An implicit and unexamined premise has crept into the minds of thinking people. It is that science is the highest act which human beings are capable. It is not. That isn’t to say the opposite is—religious faith and belief.
There is a huge distinction between religion and the religious mind. The religious mind is shorn of beliefs and quieted of conditioning. It is far greater than the scientific mind.
Both are necessary, even essential to humanity, but venerating science precludes the religious mind, whereas the genuinely religious mind respects science.
To even speak of ‘the uses of science’ is to be heretical in a nation that on one hand overvalues science and uses it for entertainment and escape, and on the other dismisses and ignores scientific findings about climate change and other ‘inconvenient truths.’
I’ve been thinking on science and spirituality because there’s a media mania about the moon landing 50 years ago this month. For those who can remember Neil Armstrong’s first steps on the moon, Apollo 11 evokes nostalgia for national pride and unity. Of course, the Vietnam War and the assassinations of Martin Luther King and Robert F. Kennedy attest that we had neither at the time.
For those under 5o who weren’t alive during the moon landing, its commemoration evokes fantasies of scientific, technological and commercial expansion into space. What was true in 1969 is twice as true today however: Space travel is juvenile without adequately addressing of our self-made problems here on earth.
Neil Armstrong was born in 1930. He was nine years old when World War II broke out, too young to be part of Tom Brokaw’s treacly ‘Greatest Generation” that fought in the last world war. The Apollo moon missions were the high point of America’s wealth and world dominance, and Armstrong embodied the best of the American character, which has since eroded so badly.
Armstrong first words as he stepped onto the moon, “That’s one small step for a man, one giant leap for mankind” (not “one small step for man,” given the garbled radio transmission of the time) weren’t the spontaneous utterance he later claimed, but carefully chosen and considered before the flight.
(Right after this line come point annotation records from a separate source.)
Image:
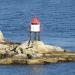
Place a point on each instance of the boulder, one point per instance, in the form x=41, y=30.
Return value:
x=35, y=47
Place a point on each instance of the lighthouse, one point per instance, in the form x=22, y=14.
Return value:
x=35, y=29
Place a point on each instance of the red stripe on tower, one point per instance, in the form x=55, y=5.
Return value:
x=35, y=25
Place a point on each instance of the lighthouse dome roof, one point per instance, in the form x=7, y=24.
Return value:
x=35, y=20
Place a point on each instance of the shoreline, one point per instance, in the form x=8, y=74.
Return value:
x=67, y=57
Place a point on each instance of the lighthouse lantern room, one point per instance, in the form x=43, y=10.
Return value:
x=35, y=29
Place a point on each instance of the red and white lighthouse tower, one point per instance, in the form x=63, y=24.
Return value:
x=35, y=28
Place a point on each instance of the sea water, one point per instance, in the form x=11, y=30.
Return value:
x=57, y=19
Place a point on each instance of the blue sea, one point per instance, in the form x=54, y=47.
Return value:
x=57, y=19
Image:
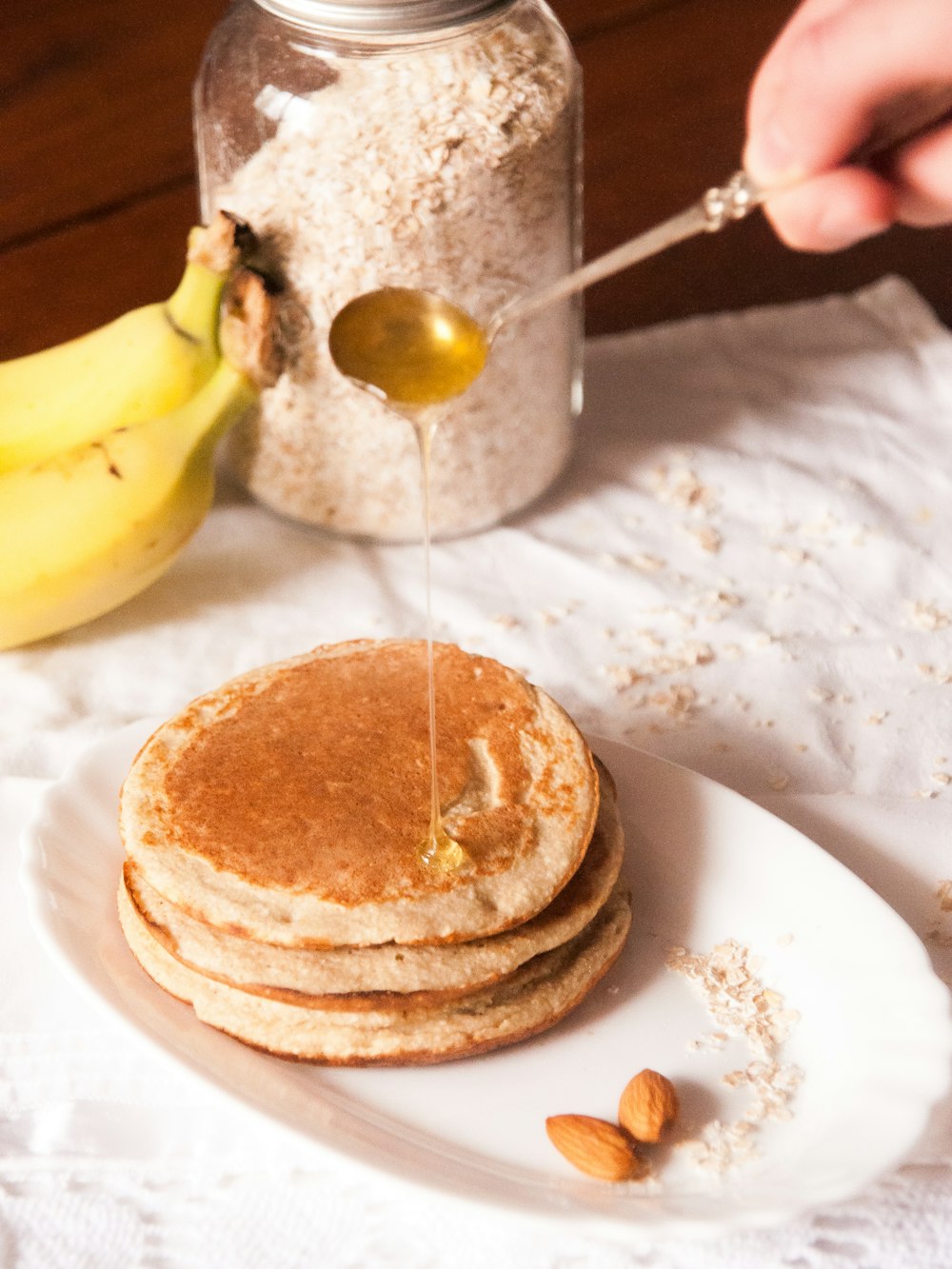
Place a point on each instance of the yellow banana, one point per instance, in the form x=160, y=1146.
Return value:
x=88, y=529
x=140, y=366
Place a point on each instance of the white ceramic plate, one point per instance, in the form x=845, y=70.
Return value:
x=875, y=1040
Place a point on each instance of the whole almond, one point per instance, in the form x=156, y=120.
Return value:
x=649, y=1104
x=596, y=1147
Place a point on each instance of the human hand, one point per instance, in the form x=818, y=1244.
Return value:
x=817, y=98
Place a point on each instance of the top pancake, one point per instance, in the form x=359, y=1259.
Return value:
x=289, y=803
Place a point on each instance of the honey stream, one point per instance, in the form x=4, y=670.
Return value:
x=437, y=849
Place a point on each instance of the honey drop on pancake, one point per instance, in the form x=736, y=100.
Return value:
x=437, y=849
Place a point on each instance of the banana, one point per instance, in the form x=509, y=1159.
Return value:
x=140, y=366
x=86, y=530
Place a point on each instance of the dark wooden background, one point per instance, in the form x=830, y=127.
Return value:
x=97, y=180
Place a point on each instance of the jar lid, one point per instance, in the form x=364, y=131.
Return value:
x=381, y=16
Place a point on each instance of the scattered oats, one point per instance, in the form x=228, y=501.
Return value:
x=624, y=677
x=696, y=654
x=711, y=1042
x=704, y=537
x=682, y=488
x=723, y=599
x=825, y=525
x=643, y=563
x=737, y=999
x=794, y=555
x=928, y=617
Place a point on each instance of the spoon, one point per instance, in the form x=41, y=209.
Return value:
x=414, y=347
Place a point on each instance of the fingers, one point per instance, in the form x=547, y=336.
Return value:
x=819, y=88
x=817, y=98
x=833, y=210
x=922, y=172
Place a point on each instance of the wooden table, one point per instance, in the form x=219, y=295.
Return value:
x=97, y=171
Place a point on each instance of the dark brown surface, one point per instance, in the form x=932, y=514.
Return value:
x=98, y=188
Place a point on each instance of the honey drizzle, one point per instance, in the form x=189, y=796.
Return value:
x=437, y=849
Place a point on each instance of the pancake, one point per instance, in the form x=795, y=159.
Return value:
x=288, y=804
x=327, y=975
x=528, y=1001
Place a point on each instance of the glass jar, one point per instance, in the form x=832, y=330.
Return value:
x=428, y=144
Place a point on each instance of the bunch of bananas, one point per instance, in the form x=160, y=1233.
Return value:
x=107, y=442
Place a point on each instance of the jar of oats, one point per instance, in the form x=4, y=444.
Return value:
x=426, y=144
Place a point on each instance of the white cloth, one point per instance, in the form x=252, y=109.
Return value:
x=748, y=568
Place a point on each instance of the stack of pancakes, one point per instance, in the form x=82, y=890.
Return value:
x=274, y=876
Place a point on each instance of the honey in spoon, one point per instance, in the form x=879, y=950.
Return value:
x=409, y=347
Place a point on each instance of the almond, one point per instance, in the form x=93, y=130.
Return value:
x=649, y=1104
x=596, y=1147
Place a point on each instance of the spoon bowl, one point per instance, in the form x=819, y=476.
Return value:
x=410, y=347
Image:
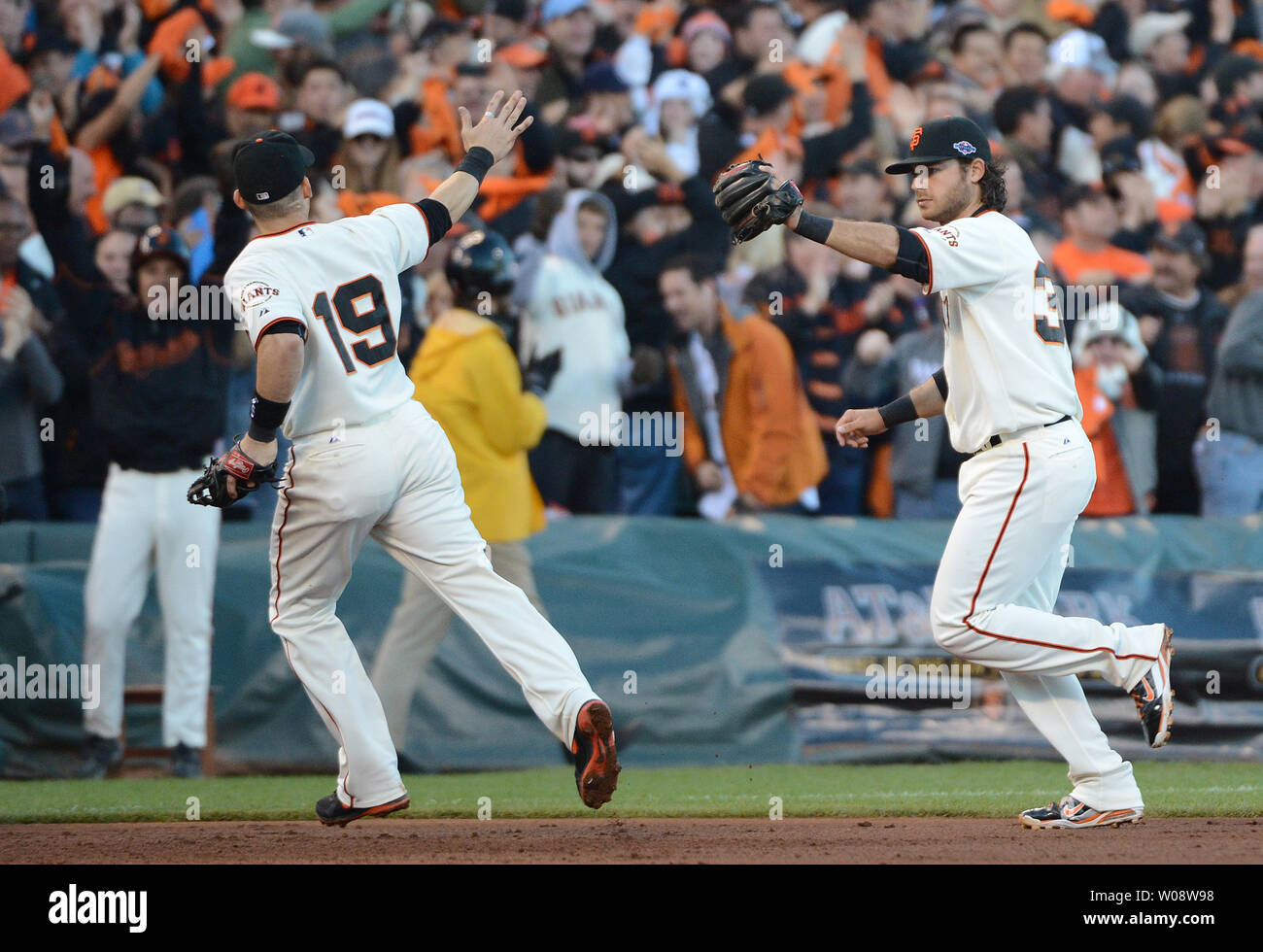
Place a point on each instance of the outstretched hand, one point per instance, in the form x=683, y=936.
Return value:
x=855, y=426
x=496, y=130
So even he lied.
As for the flag, NASA was not going to include the Stars and Stripes on Apollo 11, and only did so at the last minute. Even the ex-military pilot astronauts thought erecting the flag was silly, and there was a full 10 minutes of radio silence after they did so. Not out of patriotic reverence, but embarrassment, since it was so patently absurd at such a historic moment for humankind to genuflect before a nationalistic symbol.
Science is not going to lead us out of our morass.
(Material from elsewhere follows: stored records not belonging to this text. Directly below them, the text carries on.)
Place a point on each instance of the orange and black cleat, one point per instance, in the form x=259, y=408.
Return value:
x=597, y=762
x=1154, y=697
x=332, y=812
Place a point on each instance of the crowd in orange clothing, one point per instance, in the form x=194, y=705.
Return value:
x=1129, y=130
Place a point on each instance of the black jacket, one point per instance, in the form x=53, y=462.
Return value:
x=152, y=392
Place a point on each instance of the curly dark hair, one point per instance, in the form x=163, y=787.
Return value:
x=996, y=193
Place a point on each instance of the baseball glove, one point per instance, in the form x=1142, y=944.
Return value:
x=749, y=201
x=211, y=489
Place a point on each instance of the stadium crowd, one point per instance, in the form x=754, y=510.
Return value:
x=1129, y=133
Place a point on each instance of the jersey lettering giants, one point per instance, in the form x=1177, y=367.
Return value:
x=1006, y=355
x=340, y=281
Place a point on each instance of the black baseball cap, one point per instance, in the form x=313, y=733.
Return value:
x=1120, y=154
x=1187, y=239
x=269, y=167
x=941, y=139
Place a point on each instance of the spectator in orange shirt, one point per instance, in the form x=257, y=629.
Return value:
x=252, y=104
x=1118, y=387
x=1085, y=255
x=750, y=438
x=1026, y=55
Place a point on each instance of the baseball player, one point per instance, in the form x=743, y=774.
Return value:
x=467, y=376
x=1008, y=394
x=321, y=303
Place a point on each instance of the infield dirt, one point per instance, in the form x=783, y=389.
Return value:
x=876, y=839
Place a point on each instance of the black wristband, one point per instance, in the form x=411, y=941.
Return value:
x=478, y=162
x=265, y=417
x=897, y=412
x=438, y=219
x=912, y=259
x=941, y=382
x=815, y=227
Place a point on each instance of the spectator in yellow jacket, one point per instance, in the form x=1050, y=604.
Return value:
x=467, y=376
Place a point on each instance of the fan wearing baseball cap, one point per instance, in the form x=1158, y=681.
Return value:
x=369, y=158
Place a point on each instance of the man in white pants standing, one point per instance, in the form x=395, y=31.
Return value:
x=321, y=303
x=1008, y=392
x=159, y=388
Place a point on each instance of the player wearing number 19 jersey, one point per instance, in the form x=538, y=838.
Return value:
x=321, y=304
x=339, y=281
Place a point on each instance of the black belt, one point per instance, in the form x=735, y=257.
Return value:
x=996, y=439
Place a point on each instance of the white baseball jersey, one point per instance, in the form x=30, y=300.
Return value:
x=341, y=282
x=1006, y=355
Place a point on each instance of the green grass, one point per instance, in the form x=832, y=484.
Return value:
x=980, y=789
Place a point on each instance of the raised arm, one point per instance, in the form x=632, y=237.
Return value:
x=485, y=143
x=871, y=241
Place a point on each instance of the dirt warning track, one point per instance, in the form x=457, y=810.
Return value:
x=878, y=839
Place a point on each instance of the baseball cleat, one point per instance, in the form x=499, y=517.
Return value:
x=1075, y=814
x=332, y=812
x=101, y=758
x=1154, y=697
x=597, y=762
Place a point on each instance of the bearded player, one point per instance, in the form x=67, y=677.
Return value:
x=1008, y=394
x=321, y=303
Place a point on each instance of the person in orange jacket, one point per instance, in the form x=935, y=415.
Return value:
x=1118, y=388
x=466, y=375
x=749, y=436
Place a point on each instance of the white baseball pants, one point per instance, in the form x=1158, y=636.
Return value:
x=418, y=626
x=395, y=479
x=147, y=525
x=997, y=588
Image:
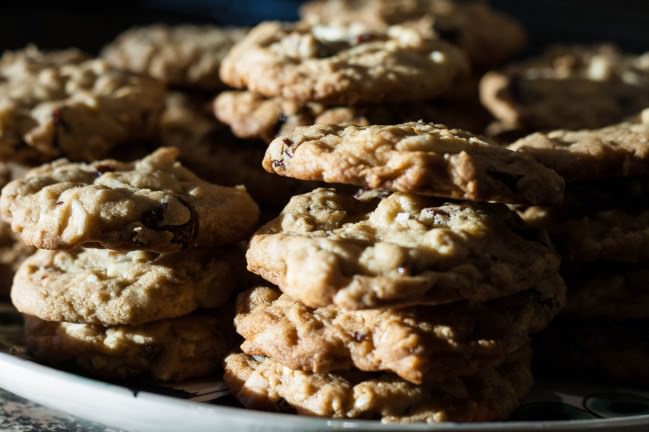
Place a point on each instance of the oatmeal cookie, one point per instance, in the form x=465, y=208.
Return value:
x=491, y=394
x=208, y=149
x=104, y=287
x=540, y=94
x=175, y=349
x=418, y=158
x=328, y=247
x=418, y=344
x=153, y=204
x=57, y=105
x=340, y=65
x=251, y=116
x=470, y=25
x=184, y=56
x=621, y=150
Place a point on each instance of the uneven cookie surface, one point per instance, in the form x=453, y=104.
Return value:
x=153, y=204
x=252, y=116
x=168, y=350
x=419, y=158
x=99, y=286
x=541, y=94
x=61, y=105
x=418, y=344
x=492, y=394
x=183, y=56
x=620, y=150
x=329, y=247
x=340, y=65
x=486, y=36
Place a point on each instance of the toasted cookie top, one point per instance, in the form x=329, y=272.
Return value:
x=337, y=65
x=184, y=56
x=569, y=87
x=425, y=343
x=59, y=104
x=486, y=36
x=152, y=204
x=328, y=247
x=418, y=158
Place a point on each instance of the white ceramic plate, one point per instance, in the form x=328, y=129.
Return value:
x=199, y=406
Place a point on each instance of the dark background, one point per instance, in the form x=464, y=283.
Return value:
x=61, y=24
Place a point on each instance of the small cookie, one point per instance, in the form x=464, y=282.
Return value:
x=569, y=87
x=99, y=286
x=343, y=65
x=493, y=394
x=607, y=291
x=153, y=204
x=56, y=104
x=418, y=344
x=251, y=116
x=208, y=149
x=615, y=350
x=615, y=235
x=418, y=158
x=184, y=56
x=328, y=247
x=175, y=349
x=487, y=37
x=620, y=150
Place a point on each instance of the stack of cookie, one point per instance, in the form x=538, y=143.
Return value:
x=136, y=259
x=602, y=232
x=365, y=62
x=411, y=300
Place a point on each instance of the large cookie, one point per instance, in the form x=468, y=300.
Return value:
x=99, y=286
x=252, y=116
x=571, y=87
x=182, y=56
x=621, y=150
x=615, y=350
x=57, y=105
x=492, y=394
x=418, y=344
x=418, y=158
x=208, y=149
x=486, y=36
x=153, y=204
x=328, y=247
x=175, y=349
x=341, y=65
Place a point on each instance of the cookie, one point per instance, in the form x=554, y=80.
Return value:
x=154, y=204
x=208, y=149
x=329, y=247
x=343, y=65
x=418, y=158
x=108, y=288
x=540, y=94
x=608, y=291
x=183, y=56
x=492, y=394
x=610, y=235
x=614, y=350
x=470, y=25
x=57, y=105
x=418, y=344
x=169, y=350
x=251, y=116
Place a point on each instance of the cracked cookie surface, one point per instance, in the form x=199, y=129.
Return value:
x=416, y=157
x=328, y=247
x=61, y=105
x=152, y=204
x=338, y=65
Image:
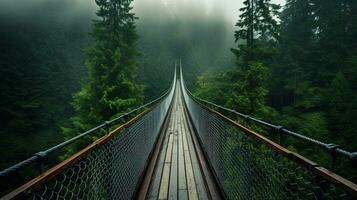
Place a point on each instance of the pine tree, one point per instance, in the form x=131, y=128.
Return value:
x=257, y=20
x=112, y=68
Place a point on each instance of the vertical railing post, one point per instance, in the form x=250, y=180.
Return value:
x=279, y=132
x=41, y=156
x=107, y=126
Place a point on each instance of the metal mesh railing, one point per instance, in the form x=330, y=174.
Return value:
x=111, y=168
x=249, y=166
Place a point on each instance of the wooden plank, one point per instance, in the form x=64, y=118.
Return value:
x=164, y=186
x=173, y=177
x=191, y=184
x=213, y=189
x=20, y=192
x=155, y=182
x=200, y=183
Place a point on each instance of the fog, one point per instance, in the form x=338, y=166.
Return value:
x=199, y=32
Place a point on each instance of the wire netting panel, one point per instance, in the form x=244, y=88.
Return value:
x=112, y=170
x=248, y=169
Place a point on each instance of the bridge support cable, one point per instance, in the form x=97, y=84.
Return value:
x=110, y=168
x=247, y=165
x=179, y=173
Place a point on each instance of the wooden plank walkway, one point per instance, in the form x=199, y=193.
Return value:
x=177, y=173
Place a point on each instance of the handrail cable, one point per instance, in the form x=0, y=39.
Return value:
x=281, y=130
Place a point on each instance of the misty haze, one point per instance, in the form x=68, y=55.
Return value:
x=178, y=99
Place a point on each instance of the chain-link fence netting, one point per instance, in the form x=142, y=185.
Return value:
x=249, y=166
x=109, y=169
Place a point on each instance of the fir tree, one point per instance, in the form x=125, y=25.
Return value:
x=112, y=68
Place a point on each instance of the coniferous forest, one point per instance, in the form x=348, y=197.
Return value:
x=67, y=66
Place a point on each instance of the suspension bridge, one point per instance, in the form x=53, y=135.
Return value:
x=179, y=148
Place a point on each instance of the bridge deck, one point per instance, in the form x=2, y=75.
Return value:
x=177, y=173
Consider how far we have advanced scientifically and technologically since the moon landings on one hand, and how we far have regressed into nationalism and narcissism on the other.
Scientific fact is a very different thing than the honest and steadfast intent to see and understand what is—truth with a small ‘t.’ And one cannot find out if there is timeless and total Truth unless one diligently strives to see what is within and without, which is constantly changing.
It’s no accident or anomaly that America has a president who lies as effortlessly and unconsciously as he breathes. How many times a week does one hear or utter the absurd notion of ‘my truth and your truth?’ In such a culture, there is no such thing as truth, neither in the dynamic nor in the complete sense of the word.
Is the relativism of science responsible for this state of affairs? Partly, but a more basic reason is that philosophers have denied the possibility of the direct perception of what is. They have maintained the self-fulfilling prophecy that perception is always distorted to one degree or another because we are ineluctably ‘hermeneutical’ or interpretive creatures, and that there is no possibility of directly perceiving what is.
That is one of the primary lies, and we will continue to sink into the fetid swamps of our own making until enough of us challenge it.
Scientific fact cannot substitute for the ever-changing direct perception of the truth. Learning how to do that, and teaching children to do so from the earliest age, humanity will see how to wisely use the discoveries of science.
That’s part of having a religious mind, though it goes immeasurably further than that, voyaging into the pregnant silence of the universe itself.